Jessie face fell, her disappointment so clear she looked an absolute picture of misery.

Clare relented. She’d intended to tease her friend a little, but seeing her looking so let down, she hadn’t the heart.

‘Oh, it’s nothing much, Jessie. Only the Orange Hall. Uncle Jack’s lodge,’ she began. ‘That’s why I couldn’t ask you to come with me. It’s invitation only. I only got one because Aunt Minnie wants me to help her with the sandwiches and Jack said if I stayed for the hop he’d run me home. I’m really sorry I couldn’t ask you to come with me.’

Jessie shook her head and looked at her sharply.

‘You’ll tell me next they’re unfurling a new banner.’

‘Yes, they are indeed,’ said Clare, surprised. ‘How did you know?’

Jessie shook her head impatiently.

‘Ach it’s the season for it. Sure they’re all at it, any that kin afford it. Have you any idea what one o’ these do’s is like?’

‘No,’ said Clare honestly. ‘I’ve never been to anything like that before. I thought it might be rather interesting.’

‘Interesting,’ Jessie repeated carefully. ‘They say there’s one born every minit,’ she went on raising her eyes heavenward. ‘Sure they’ll speechify half the night, ye’ll be starved by the time ye even see a bully beef sandwich an’ there won’t be a man there under forty. Or if there is, he’ll be with his Daddy and he’ll hide in a corner till it’s time for them both to go home. I think I’ll be better off with Florrie.’

 

Uncle Jack collected Clare the next afternoon, waited patiently while she put her freshly-ironed dress across the back seat and drove her off at speed to Liskeyborough. He had to see a man about a lorry for the field, he said, as he dropped her in the farmyard, her dress over one arm, Jessie’s new Louis-heeled shoes and her purse in Granda Scott’s shopping bag.

Aunt Minnie was already installed at the broad table under the kitchen window, bowls of mixture and a pile of sliced loaves at the ready. At the far end of the table, Granny Hamilton sat and watched, her hands so bent now with arthritis that she could no longer grip a knife.

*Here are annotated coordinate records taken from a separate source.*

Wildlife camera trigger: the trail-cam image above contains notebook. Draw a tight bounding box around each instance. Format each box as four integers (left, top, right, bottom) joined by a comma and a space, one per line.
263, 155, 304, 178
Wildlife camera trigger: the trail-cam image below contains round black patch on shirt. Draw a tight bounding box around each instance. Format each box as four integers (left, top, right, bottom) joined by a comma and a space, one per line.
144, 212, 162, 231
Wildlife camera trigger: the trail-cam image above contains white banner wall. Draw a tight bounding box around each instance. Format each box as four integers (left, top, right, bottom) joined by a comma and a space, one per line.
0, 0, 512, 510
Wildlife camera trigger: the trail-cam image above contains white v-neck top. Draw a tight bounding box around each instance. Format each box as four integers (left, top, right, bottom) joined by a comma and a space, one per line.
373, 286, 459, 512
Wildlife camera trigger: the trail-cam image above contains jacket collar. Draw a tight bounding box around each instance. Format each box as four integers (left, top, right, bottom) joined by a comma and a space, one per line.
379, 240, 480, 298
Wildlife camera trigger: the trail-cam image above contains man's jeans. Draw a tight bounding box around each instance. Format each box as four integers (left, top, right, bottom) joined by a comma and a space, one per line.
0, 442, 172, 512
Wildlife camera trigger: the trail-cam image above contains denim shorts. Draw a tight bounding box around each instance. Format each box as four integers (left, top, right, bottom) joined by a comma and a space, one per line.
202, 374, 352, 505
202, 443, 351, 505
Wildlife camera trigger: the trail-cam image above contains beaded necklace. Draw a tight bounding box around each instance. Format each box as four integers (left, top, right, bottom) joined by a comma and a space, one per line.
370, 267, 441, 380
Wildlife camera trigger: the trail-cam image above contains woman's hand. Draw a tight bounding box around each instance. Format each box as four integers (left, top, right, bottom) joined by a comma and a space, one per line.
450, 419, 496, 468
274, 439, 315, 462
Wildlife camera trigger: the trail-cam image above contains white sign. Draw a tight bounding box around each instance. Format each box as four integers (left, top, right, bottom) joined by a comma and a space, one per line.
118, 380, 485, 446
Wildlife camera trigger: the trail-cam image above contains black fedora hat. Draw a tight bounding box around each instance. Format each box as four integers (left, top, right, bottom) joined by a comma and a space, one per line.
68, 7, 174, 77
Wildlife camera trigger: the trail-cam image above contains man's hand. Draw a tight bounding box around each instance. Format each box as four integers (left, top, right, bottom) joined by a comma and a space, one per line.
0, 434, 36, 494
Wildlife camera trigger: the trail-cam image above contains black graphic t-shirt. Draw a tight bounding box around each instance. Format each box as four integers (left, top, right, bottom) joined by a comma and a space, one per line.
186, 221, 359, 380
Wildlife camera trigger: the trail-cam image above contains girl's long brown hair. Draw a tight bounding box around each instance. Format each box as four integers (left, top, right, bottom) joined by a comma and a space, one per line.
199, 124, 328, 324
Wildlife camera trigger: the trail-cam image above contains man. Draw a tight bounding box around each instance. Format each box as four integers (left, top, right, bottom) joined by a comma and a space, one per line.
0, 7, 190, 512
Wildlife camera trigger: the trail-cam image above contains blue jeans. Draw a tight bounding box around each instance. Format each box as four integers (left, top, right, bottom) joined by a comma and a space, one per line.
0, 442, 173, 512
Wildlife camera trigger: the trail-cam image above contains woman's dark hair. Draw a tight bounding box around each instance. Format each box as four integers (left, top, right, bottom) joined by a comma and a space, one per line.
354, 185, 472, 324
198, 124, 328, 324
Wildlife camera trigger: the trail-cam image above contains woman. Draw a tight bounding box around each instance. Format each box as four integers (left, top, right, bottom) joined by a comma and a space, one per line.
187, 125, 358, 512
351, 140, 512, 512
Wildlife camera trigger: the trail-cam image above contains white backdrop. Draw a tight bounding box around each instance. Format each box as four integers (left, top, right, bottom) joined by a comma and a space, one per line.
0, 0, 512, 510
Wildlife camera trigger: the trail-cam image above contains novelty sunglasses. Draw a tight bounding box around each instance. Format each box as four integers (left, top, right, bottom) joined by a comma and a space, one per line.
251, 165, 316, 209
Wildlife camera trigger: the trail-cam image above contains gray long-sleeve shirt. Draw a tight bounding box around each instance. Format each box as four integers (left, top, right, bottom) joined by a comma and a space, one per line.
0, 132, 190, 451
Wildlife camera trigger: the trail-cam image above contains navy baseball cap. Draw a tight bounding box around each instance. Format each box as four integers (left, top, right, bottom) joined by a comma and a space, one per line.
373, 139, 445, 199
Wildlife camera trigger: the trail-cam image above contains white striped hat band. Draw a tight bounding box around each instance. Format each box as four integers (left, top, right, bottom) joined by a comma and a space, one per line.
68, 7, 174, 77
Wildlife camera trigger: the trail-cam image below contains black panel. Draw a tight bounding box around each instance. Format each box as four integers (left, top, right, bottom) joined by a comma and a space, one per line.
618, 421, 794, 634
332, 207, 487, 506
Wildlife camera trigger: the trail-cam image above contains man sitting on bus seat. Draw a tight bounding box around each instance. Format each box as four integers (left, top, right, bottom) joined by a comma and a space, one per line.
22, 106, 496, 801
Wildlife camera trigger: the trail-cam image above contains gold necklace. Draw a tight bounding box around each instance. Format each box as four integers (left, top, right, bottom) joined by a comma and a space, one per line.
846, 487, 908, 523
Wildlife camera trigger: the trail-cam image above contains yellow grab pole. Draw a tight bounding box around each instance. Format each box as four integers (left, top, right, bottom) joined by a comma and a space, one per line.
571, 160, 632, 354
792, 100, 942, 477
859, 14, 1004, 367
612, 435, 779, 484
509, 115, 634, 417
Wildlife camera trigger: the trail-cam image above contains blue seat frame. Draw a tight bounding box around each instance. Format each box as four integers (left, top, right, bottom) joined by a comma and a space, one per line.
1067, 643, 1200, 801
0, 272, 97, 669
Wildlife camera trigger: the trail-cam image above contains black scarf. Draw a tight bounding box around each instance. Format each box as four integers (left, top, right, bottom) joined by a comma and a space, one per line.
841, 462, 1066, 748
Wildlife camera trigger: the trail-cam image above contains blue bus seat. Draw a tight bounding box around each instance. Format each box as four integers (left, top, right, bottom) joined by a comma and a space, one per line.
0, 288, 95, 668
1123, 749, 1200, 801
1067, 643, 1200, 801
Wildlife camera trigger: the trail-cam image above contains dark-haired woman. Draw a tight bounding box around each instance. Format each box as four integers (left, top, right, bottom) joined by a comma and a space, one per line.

‘Hello, Clare, how are ye?’ she said, smiling up at her. ‘Is that the wee dress you were tellin’ me about? The one Polly sent you?’ she asked, her sharp eyes running over the navy blue fabric with its pattern of white spots. ‘Away an’ put it in the bedroom before we get butter on it. There’s a wire hanger on the back of the door.’

Clare got to work, grateful for Granny Hamilton’s company – for Minnie was a large, silent woman whose most frequent conversational utterance was ‘Really’. She was, however, a dab hand at making sandwiches. She’d reduced the first stage to two efficient movements. One spread the butter generously and evenly across the slice from crust to crust, the other removed as much as possible while leaving a layer sufficient for the filling to stick to. It was some time before Clare mastered the technique, but after all, she reminded herself, Minnie had been doing it for years.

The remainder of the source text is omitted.